Calculus is a branch of mathematics that studies continuous change. Two fundamental ideas in calculus are differentiation and integration. While differentiation is about finding the rate of change, integration deals with finding the total change, such as area under a curve.

Calculus is significant in real-world applications. For example, in biology, it's used to model population growth. In physics, calculus helps in understanding motion and forces.

Calculus is built on limits—approaching values rather than reaching them directly. This concept of limits is crucial for defining both derivatives and integrals. Understanding calculus opens doors to solving complex problems in various scientific domains.

The Power Rule is a basic yet powerful tool for differentiation in calculus.
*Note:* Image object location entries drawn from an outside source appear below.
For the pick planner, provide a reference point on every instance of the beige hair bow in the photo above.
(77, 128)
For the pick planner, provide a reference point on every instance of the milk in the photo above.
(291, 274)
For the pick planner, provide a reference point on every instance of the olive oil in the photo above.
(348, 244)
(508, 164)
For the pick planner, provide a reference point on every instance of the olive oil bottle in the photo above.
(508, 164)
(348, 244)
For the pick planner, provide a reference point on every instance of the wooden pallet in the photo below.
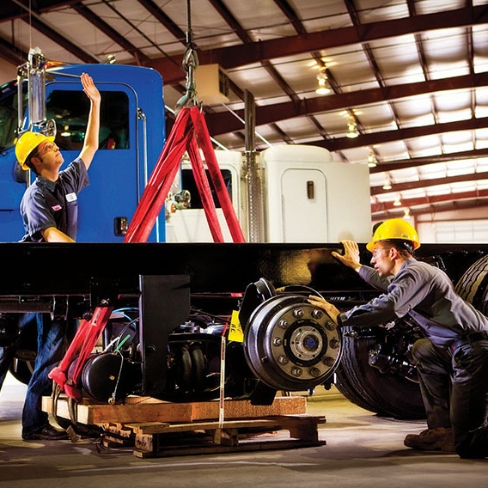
(156, 428)
(158, 439)
(147, 409)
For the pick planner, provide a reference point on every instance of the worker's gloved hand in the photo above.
(351, 255)
(322, 303)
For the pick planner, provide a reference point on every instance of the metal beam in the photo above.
(224, 122)
(244, 54)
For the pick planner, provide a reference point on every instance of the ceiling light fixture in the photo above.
(323, 83)
(387, 184)
(352, 129)
(372, 161)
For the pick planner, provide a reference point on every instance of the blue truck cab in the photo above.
(132, 135)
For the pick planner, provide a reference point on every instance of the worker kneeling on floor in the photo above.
(452, 356)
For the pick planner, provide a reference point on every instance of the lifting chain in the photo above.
(190, 64)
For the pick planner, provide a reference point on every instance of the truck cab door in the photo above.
(119, 169)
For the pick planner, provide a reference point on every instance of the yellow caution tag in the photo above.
(235, 330)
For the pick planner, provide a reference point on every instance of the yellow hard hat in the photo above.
(27, 142)
(394, 229)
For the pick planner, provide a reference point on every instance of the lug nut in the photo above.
(283, 324)
(298, 313)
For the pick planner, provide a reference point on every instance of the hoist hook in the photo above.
(190, 64)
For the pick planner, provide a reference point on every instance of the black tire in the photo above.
(473, 285)
(387, 395)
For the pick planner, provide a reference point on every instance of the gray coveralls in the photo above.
(452, 359)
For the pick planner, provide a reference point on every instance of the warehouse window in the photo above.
(70, 111)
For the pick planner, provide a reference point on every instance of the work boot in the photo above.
(438, 439)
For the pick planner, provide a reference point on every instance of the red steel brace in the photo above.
(182, 138)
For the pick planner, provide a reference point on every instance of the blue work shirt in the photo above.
(54, 204)
(426, 294)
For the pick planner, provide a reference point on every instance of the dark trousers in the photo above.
(454, 386)
(53, 336)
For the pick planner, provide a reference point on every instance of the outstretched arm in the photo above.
(90, 145)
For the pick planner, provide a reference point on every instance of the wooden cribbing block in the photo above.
(147, 409)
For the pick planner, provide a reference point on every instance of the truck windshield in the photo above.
(70, 111)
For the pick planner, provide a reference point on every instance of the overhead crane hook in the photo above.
(190, 64)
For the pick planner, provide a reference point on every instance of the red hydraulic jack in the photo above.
(189, 126)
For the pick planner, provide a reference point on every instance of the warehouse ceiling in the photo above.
(409, 77)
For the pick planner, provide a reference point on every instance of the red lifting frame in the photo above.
(189, 126)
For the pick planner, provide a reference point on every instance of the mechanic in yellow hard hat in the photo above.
(49, 207)
(451, 358)
(49, 210)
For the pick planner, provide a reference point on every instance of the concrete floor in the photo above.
(361, 450)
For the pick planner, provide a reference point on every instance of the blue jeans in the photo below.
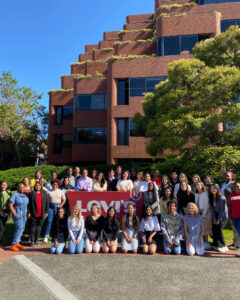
(19, 225)
(236, 223)
(59, 248)
(72, 248)
(175, 250)
(52, 212)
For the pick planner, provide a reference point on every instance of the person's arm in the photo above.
(164, 231)
(63, 199)
(69, 222)
(81, 230)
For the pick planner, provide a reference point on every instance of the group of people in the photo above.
(181, 210)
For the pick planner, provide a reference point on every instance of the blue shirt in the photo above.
(20, 203)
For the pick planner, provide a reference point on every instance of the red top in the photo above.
(39, 205)
(157, 181)
(234, 201)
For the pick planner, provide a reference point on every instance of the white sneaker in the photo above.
(207, 246)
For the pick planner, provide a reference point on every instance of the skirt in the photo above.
(129, 246)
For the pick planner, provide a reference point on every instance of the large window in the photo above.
(138, 86)
(63, 113)
(225, 24)
(202, 2)
(123, 92)
(62, 141)
(90, 102)
(175, 45)
(90, 135)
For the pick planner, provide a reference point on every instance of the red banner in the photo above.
(119, 200)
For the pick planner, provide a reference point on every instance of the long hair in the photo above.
(74, 215)
(196, 209)
(134, 217)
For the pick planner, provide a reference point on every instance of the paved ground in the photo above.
(126, 276)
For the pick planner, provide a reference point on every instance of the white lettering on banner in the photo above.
(104, 206)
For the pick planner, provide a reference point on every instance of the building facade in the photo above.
(90, 117)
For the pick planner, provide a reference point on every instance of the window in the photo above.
(63, 113)
(122, 131)
(90, 135)
(123, 92)
(90, 102)
(175, 45)
(202, 2)
(138, 86)
(225, 24)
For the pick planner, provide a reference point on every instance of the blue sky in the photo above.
(39, 39)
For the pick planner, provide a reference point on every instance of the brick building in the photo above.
(90, 117)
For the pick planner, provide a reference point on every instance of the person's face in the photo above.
(194, 179)
(61, 213)
(21, 189)
(237, 188)
(174, 175)
(4, 186)
(172, 209)
(111, 213)
(77, 170)
(147, 178)
(164, 180)
(38, 175)
(213, 190)
(26, 181)
(228, 177)
(76, 211)
(167, 193)
(184, 186)
(85, 173)
(182, 178)
(150, 187)
(55, 185)
(94, 210)
(148, 211)
(191, 210)
(54, 176)
(111, 174)
(130, 210)
(207, 180)
(198, 186)
(38, 187)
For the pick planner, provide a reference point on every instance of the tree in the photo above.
(21, 115)
(192, 109)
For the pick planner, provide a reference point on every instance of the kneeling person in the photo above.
(172, 228)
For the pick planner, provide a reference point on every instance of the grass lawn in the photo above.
(8, 234)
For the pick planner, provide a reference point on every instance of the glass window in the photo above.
(225, 24)
(188, 42)
(90, 135)
(67, 141)
(58, 143)
(122, 131)
(58, 115)
(171, 45)
(123, 92)
(67, 112)
(90, 102)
This rule simplifies finding the derivative of functions expressed as powers of x. The rule states: If \(y = x^n\), then \(y' = n x^{n-1}\).

This means to differentiate \(x^n\), multiply by the exponent (n), and then subtract one from the exponent.

Let's see how this applies to our example function, \(y = x^{0.9}\).

• First, identify the exponent (n). Here, n = 0.9.
• Apply the power rule: multiply by 0.9 and reduce the exponent by one.
• This results in \(y' = 0.9 x^{0.9 - 1} = 0.9 x^{-0.1}\).

The power rule is a cornerstone of differentiation that makes working with polynomial functions straightforward and efficient.